Focused attention meditation

In FA meditation practice, high attentional stability and vividness (acuity) are achieved in a mental state of concentrated calm or serene attention, denoted by the word samatha (with the literal meaning of quiescence) in the Buddhist contemplative tradition (Wallace 1999). By using a telescope analogy, Wallace

(1999) observed that in FA or samatha meditation, the development of atten- tional stability may be likened to mounting a telescope on a firm platform, while the development of attentional vividness is like polishing the lenses and bringing the telescope into clear focus.

Apart from sustaining attentional focus on an intended object, FA meditation also involves the regulative skills of monitoring the focus of attention, detecting distraction, disengaging attention from the source of distraction, and refocusing on the object (Lutz et al. 2008a). FA meditation techniques involve observing the experiential field by allowing thoughts and sensations to arise and pass without clinging to them, and maintaining attention on an object or bringing it back to the specific object of focused attention, in order to develop an internal “witnessing observer” (Cahn and Polich 2006). The attentional and monitoring functions of FA meditation have been related to different systems in the brain involved in attentional control and in selective and sustained attention (Lutz et al. 2008a; see also Weissman et al. 2006). The neural correlates of such different FA meditation functions have recently been described by a functional magnetic resonance imaging (fMRI) study conducted by Hasenkamp et al. (2012). This study elegantly identified different brain regions involved in mind wandering (distraction), awareness of distraction, shifting back to the meditation object, and then sustaining focus on it.

Srinivasan and Baijal (2007) reported changes in automatic sensory processing at early stages (before the intervention of attention) due to concentration (FA) meditation. Frequent and infrequent auditory tones were presented to meditators before meditation and while exiting meditation, and to a control group who practiced relaxation. The results showed increases in brain waves (“mismatch negativity” amplitudes) immediately after and before meditation, indicating enhanced sensitivity of the perceptual system of the meditators at early sensory processing stages, even before attention could be allocated for a cognitive task. Changes in perceptual processes have also been shown in a study of expert meditators (Tibetan Buddhist monks) who could sustain a perceptual state (motion-induced blindness) for a significantly longer period in an FA meditation state (Carter et al. 2005). The study also reported longer durations with a binocular rivalry task, in which conflicting inputs are presented to the two eyes (with uncontrolled switches between the two in perceptual awareness in general participants), indicating possible changes in the brain mechanisms responsible for perceptual awareness, as a state effect of FA meditation based on (trait) meditation expertise (Carter et al. 2005).

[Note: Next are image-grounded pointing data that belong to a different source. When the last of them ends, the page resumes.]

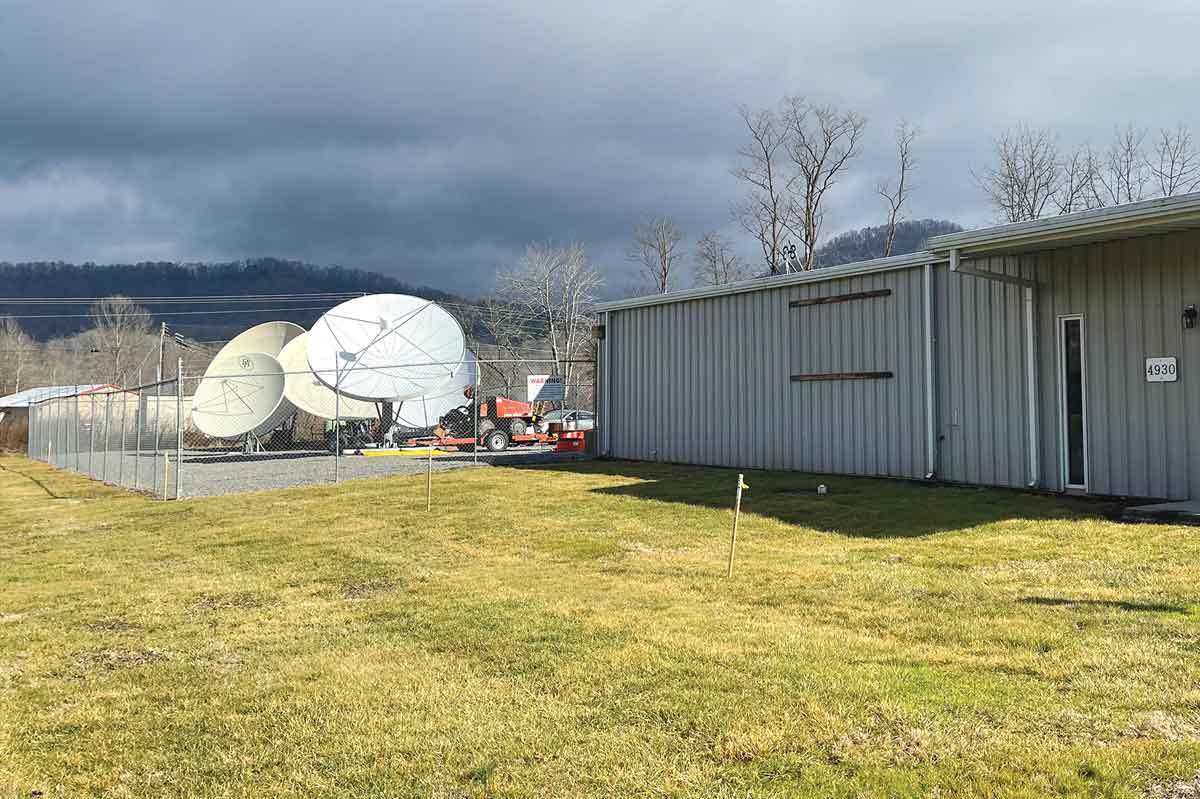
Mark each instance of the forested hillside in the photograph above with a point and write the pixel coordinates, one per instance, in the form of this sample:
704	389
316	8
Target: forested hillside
258	276
868	242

In addition to enhancement of perceptual processing, meditation practice is associated with changes in attentional processes dependent on the nature of the meditation practice (Baijal et al. 2011). A study with children who practiced transcendental meditation showed that not all attentional processes benefited from increased practice and expertise (Baijal et al. 2011). More specifically, they investigated alerting (the ability to enhance attention by an external trigger), orienting (the ability to direct attention to a cued location), and conflict monitoring (the ability to prevent interference from a distracter flanker) using the Attention Network Test (ANT). While conflict monitoring and alerting performance was different between meditators and controls, there was no difference in orienting. The results also showed that those practicing transcendental meditation were better able to handle conflict trials that were followed by nonconflict trials, indicating a benefit in reactive control mechanisms.

An fMRI study with practitioners of FA meditation showed lower activation in regions related to distraction and task-unrelated thoughts compared to controls during a task that required the observers to ignore auditory stimuli (Brefczynski-Lewis et al. 2007). Practice of FA meditation appeared to result in enhanced ability to focus attention, thereby reducing the effects of irrelevant stimuli. During FA meditation compared to rest, there was activation in multiple regions associated with monitoring and engagement of attention (such as dorsolateral prefrontal cortex, visual cortex, and superior frontal and intraparietal sulci). Interestingly, the strength of activity in these regions showed an inverted м-shaped curve with meditation. Meditators with moderate experience showed stronger activation but very experienced meditators showed less activation. The м-shaped pattern of brain activity suggests that, with very extensive mental training such as the practice of FA meditation, minimal effort might be necessary to sustain the focus of attention.

We will now focus on OM meditation, which unlike FA meditation does not involve focusing on a specific meditation object, such as breath sensations linked to an area of the body. OM meditation just involves a receptive awareness of the fields of experience in the present moment, without an explicit focus or sustaining attention onto any perceptual, feeling, or thought content.